Should a Type 2 Diabetes Patient Avoid Insulin?

Has your doctor mentioned the need for insulin? There are basically two types of insulin: bolus, which is your mealtime insulin, and basal, a long acting insulin.

Before we get any further, I’d like to clarify this does not mean you have Type 1 Diabetes.

When glucose levels remain high over a period of time, a type 2 diabetes patient may be prescribed a basal insulin. This would be injected once daily. The insulin is more than likely in addition to your oral medication. When this isn’t enough to stabilize your glucose levels, mealtime insulin can be added.

It’s amazing to me the information I hear from diabetes clients when we discuss the use of insulin. I see clients with glucose levels consistent in the 200-300 range and I am shocked that insulin has not been prescribed. It is clear, these are not well-managed diabetes patients, and do not understand the ramifications of prolonged high glucose levels.

Yet, another group of people have insulin but are not compliant in using. It can be due to fear – fear of needles, fear of having to use insulin forever, fear of side effects, inconvenience, sense of failure, or cost. Whatever the reason, these patients are ‘noncompliant’, which is how their physician sees them.

Avoiding the use of insulin while maintaining high glucose levels can cause irreparable damage.

If you know my story, I used both basal and bolus insulin. For the record, I hated it. I couldn’t stop taking it fast enough. But, there was a process to discontinue. If your pancreas still produces insulin, you may be able to stop injections or at the very least reduce your dosage.

That’s a big “IF.” If you are willing to make lifestyle changes:
• Consume foods that heal
• Consume foods that are low glycemic
• Reduce stress
• Improve sleep
• Exercise or bring in some form of regular activity
• Learn about the disease that is ravaging your body without you even realizing it

If you are struggling with your glucose levels, don’t wait to make changes. Having to inject insulin is a pain – no pun intended. Insulin is inconvenient. Insulin is costly. Insulin has side effects such as hypoglycemia, weight gain, headaches, or swelling of the hands or feet, and more.

Our bodies are amazing. As a nondiabetic, our system is precise on when and how much insulin is excreted. It automatically knows how to balance our glucose levels when we eat, exercise, and rest. We can never duplicate that process when we manually inject insulin.

Insulin dependent diabetics have to worry about the type of food at each meal, calculate how much insulin is needed and determine if any exercise or activity will be had. Too much insulin, too little or low glycemic food and activity can be a recipe for disaster. It’s estimated that nearly 100,000 people annually are in the ER due to insulin-related hypoglycemia.1

This thought process should be reviewed at each meal and bedtime. Too much insulin at bedtime can cause your glucose to be too low the next morning, leaving you hypoglycemic.

Let me give you an example. I have a client that recently experienced being hyperglycemic and hypoglycemic within a short period of time.
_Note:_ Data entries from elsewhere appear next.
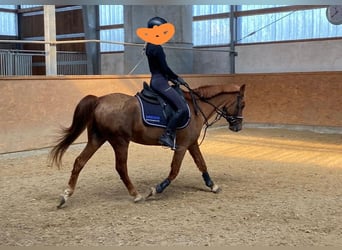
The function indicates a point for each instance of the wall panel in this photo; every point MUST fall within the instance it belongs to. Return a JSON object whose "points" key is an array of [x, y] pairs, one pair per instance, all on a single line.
{"points": [[33, 108]]}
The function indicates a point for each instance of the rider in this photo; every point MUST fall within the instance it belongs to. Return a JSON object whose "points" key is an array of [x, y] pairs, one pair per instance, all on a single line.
{"points": [[161, 74]]}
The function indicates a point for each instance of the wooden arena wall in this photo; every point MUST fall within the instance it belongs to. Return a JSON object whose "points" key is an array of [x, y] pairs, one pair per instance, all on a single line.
{"points": [[32, 109]]}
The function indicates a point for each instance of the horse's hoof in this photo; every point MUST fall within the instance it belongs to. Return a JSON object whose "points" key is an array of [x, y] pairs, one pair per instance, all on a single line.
{"points": [[215, 189], [152, 192], [61, 203], [138, 198]]}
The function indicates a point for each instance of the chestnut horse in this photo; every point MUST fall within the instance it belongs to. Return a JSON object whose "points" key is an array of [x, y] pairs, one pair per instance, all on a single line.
{"points": [[116, 118]]}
She did a great job in reducing her glucose level during the day and was so excited that her energy drastically increased, even at the spry age of 74.

However, not appropriately adjusting her insulin pushed her glucose low leaving her tired the next morning, unmotivated, and mentally ruined her day. She is working to find her balance. Something she had never been taught. Looking back, she feels betrayed by being provided a prescription for insulin without understanding the consequences.

I share this story because too many type 2 diabetes patients are unaware of how to properly manage insulin usage. Typically, these patients are taught to use insulin on a sliding scale – not something I advocate. I believe this leads you down a rabbit hole that’s difficult to recover from. We are doing our patients an injustice.

If you are someone that never sees low glucose levels and increases your insulin dosage to compensate for poor food choices, well, you set yourself up for continued health issues.

Avoiding the need for insulin is not to be taken lightly. While I coach to reduce and eliminate medication and possibly insulin, it is done in a very measured process. Unfortunately, many of my clients come to me too late to stop insulin, those determined to improve, do.

I wish all diabetes and prediabetes patients start to think about steps to avoid the need for insulin. How many diabetes drugs are you taking? One, two, three? Are you also taking insulin?